Rec. Oct. 31, 5.5 p.m. WASHINGTON, Friday. Mr. Albert Wiggins, chairman of the Chase National Bank, and of the committee of the Bank of International -Settlements, discussing the depression before the Senate Economic Committee said: "Stripped of technicalities, the restoration of credit in Europe depends upon a rapprochement between France and Germany, and reductions in reparations, interallied debts, and tariffs." Mr. Wiggins asserted that the chief causes of the depression were excessive tariffs and other restrictive policies in international trade. Abnormalities in certain commodity markets due to governmental and private attempts at control of values, low money rates, and excessive credit led to the devaluation of bank funds into slow speculative business, and political difficulties and the tardiness with which wholesale prices followed the fall of retail prices, wages and rentals were chiefly responsible for last year's sharp falls.
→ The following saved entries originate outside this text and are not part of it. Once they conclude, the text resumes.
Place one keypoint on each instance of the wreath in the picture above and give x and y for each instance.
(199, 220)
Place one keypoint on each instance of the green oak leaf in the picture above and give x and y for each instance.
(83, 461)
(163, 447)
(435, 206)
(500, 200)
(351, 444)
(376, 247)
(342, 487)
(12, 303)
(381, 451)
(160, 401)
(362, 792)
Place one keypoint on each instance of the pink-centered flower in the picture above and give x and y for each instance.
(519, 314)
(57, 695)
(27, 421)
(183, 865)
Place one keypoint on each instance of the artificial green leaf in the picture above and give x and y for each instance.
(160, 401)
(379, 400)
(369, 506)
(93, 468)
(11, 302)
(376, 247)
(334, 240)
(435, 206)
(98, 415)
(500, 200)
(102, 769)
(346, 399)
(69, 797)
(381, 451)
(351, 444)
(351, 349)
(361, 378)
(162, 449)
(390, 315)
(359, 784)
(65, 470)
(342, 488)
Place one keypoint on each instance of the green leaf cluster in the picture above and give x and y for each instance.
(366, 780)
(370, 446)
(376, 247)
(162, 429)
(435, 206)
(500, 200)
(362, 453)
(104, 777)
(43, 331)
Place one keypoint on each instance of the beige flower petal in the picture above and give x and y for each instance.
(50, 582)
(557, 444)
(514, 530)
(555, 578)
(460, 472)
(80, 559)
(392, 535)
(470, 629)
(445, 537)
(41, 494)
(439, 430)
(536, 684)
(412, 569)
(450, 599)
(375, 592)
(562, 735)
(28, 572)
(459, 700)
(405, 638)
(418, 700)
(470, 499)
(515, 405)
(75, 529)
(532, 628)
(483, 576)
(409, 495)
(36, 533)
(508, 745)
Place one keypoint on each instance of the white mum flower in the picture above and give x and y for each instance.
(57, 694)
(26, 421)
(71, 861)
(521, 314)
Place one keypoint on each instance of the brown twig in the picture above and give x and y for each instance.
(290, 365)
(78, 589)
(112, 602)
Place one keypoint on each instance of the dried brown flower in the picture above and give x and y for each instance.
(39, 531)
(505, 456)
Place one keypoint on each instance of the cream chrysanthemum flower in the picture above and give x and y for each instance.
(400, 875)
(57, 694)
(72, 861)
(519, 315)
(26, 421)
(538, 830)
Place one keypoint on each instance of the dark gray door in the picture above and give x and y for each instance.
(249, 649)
Permanent link to this item
https://paperspast.natlib.govt.nz/newspapers/RMPOST19311102.2.22
Bibliographic details
Rotorua Morning Post, Volume 1, Issue 60, 2 November 1931, Page 3
Word Count
156EUROPEAN CREDITS Rotorua Morning Post, Volume 1, Issue 60, 2 November 1931, Page 3
Using This Item
NZME is the copyright owner for the Rotorua Morning Post. You can reproduce in-copyright material from this newspaper for non-commercial use under a Creative Commons Attribution-NonCommercial-ShareAlike 4.0 International licence (CC BY-NC-SA 4.0). This newspaper is not available for commercial use without the consent of NZME. For advice on reproduction of out-of-copyright material from this newspaper, please refer to the Copyright guide.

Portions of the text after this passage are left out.